Mercy surrounds us, so do opportunities to practice it

By Sister Agnes Fischer

(January 2016) -- Through the Year of Mercy, Pope Francis has challenged each of us to consider how our own concrete actions might help make God’s mercy more evident in our world today.

Those looking to act with mercy during the jubilee year could look to the corporal works of mercy — such as feeding the hungry, giving drink to the thirsty and sheltering the homeless — acts named by Jesus in the Gospel of Matthew. For those hoping to use the Year of Mercy as a starting point for a more merciful life, Francis gives us some concrete suggestions for getting started:

Find ways to build community.

Sometimes building community is as small as bringing snacks to a club meeting or making sure newcomers to a group are introduced to others. Sometimes it means working on a larger scale to ensure our nation welcomes those in need. We must ask ourselves: Are we doing all we can to build inclusive churches, schools, societies? How can we work to empower and lift up marginalized voices? How do we mercifully extend invitations to others? Invitations to be a part of a community convey a powerful message: You are not alone.

See the person in front of you.

Pope Francis said, “In the face of Christ we see the mercy and love of God.” What do I do when I see a person in need on the street? How should I respond when facts and figures become faces? Whether one responds by offering money, a sandwich, a conversation or a prayer, what is clear is that these encounters challenge us to make sure that our own exhaustion or apathy does not blind us from seeing God in those we meet each day.
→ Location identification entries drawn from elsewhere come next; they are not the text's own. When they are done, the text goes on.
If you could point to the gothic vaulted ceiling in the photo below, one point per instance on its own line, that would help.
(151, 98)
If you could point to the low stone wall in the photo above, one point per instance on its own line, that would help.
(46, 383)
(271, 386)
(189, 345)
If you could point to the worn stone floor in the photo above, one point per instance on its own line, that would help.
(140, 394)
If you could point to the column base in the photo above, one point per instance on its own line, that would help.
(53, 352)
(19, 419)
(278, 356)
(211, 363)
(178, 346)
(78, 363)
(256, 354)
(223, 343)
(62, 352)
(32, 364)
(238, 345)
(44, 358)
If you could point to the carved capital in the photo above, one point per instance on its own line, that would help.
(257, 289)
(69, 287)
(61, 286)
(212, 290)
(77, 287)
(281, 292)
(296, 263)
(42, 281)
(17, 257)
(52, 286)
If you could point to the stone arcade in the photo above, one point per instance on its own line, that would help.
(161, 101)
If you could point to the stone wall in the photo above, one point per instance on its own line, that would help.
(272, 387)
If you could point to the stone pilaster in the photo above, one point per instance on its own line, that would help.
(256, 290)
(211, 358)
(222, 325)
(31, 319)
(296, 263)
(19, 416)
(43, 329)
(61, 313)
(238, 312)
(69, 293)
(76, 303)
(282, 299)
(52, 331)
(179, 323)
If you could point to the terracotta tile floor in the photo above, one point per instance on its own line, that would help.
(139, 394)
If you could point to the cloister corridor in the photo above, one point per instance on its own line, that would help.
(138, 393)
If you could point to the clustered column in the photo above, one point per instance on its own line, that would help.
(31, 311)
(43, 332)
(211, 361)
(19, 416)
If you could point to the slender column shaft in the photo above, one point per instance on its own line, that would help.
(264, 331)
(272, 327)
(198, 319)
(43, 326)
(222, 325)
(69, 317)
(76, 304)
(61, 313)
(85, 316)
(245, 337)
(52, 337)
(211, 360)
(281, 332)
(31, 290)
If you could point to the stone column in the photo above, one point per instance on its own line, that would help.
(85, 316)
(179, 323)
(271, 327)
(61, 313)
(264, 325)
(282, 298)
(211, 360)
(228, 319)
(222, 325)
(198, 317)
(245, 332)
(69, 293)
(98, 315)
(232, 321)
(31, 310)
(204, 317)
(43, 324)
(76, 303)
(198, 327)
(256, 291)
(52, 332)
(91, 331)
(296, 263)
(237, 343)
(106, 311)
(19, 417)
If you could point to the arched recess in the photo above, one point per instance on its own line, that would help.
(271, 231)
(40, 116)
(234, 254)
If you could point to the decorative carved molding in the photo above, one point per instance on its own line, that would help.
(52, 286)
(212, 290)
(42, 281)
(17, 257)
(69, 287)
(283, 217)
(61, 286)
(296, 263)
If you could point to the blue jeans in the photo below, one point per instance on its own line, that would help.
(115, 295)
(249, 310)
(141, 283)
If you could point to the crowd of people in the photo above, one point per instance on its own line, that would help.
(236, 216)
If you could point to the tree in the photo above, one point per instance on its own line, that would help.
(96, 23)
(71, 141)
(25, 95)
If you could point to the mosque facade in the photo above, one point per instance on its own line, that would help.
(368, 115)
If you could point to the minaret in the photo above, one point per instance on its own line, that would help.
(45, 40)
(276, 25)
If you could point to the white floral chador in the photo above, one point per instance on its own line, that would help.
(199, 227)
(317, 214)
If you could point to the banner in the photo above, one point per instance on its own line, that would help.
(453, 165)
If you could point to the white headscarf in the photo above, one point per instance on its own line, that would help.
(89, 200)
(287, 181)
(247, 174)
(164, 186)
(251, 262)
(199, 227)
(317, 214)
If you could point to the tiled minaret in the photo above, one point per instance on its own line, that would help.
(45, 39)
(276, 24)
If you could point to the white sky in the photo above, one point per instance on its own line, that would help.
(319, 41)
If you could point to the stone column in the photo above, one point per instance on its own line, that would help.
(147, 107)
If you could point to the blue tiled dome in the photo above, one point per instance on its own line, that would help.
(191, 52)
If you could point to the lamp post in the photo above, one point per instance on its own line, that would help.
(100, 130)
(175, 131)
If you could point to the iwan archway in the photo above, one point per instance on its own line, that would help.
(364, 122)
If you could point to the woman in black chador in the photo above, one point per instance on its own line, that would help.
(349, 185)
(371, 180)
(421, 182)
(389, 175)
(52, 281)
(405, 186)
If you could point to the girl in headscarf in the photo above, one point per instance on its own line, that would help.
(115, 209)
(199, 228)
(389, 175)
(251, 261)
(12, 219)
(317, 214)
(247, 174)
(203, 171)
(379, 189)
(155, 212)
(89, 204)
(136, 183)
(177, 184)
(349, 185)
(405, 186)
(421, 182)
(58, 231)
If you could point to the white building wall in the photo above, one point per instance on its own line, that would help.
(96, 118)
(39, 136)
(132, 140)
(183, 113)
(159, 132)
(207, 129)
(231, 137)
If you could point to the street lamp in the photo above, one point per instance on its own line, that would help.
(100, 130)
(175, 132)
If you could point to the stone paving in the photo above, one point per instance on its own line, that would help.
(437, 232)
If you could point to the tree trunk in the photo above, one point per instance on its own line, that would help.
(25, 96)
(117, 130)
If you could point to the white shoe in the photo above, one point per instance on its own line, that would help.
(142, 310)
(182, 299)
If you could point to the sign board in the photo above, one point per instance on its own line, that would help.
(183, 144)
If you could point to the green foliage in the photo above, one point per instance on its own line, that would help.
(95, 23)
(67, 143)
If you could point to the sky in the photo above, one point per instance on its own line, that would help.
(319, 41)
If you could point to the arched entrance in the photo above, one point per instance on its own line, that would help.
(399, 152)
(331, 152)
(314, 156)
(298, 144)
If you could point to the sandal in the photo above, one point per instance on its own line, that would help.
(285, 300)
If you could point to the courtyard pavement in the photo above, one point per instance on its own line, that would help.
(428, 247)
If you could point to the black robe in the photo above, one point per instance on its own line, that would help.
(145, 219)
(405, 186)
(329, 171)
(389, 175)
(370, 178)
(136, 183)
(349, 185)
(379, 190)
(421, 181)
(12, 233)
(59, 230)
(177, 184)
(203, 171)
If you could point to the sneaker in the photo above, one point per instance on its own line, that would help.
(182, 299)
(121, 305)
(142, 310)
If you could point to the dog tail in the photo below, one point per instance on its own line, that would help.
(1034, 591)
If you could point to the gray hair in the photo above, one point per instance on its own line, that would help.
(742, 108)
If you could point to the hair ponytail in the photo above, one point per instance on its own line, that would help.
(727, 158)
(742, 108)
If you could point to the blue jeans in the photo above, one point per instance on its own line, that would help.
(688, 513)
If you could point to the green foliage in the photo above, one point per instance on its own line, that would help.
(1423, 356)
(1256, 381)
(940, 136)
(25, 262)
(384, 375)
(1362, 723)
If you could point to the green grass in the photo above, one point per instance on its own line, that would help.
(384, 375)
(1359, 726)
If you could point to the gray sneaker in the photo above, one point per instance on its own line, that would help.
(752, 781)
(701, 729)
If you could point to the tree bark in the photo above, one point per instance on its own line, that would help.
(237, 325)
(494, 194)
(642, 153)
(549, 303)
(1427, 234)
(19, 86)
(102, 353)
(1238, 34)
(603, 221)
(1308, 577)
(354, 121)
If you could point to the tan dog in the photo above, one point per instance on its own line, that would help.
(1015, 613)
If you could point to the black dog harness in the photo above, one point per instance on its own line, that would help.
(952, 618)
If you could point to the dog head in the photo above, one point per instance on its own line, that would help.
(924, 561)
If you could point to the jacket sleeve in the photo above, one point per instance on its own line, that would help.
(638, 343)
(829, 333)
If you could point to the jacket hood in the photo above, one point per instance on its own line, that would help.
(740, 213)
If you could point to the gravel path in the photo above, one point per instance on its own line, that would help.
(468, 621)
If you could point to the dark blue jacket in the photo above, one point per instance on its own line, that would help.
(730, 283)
Find mercy already present in your life.

Often, mercy is already part of our day, if only we would recognize it. The work to feed a child or care for an aging parent or even bring a co-worker a cup of coffee is part of a life of mercy.

Be willing to be changed.

Mercy is disruptive. It might make us uncomfortable. It might urge us to take responsibility. When we take mercy to heart, we are no longer able to say, “Someone should fix this.” We must ask instead, “What can I do? How can I be a catalyst for change?”

To live out mercy, we sort out what we believe in, why we believe it and then, crucially, what action is required to demonstrate these beliefs. Mercy can call us to study the history that has shaped our society’s views on race, the sociology behind how we view gender or the economics that perpetuate or alleviate poverty. And then we are called to do something. When we present our imperfect, authentic selves, we offer a gift that no one else can offer. “A little mercy makes the world less cold and more just,” Pope Francis has said. And that’s just a little. We can all do a little.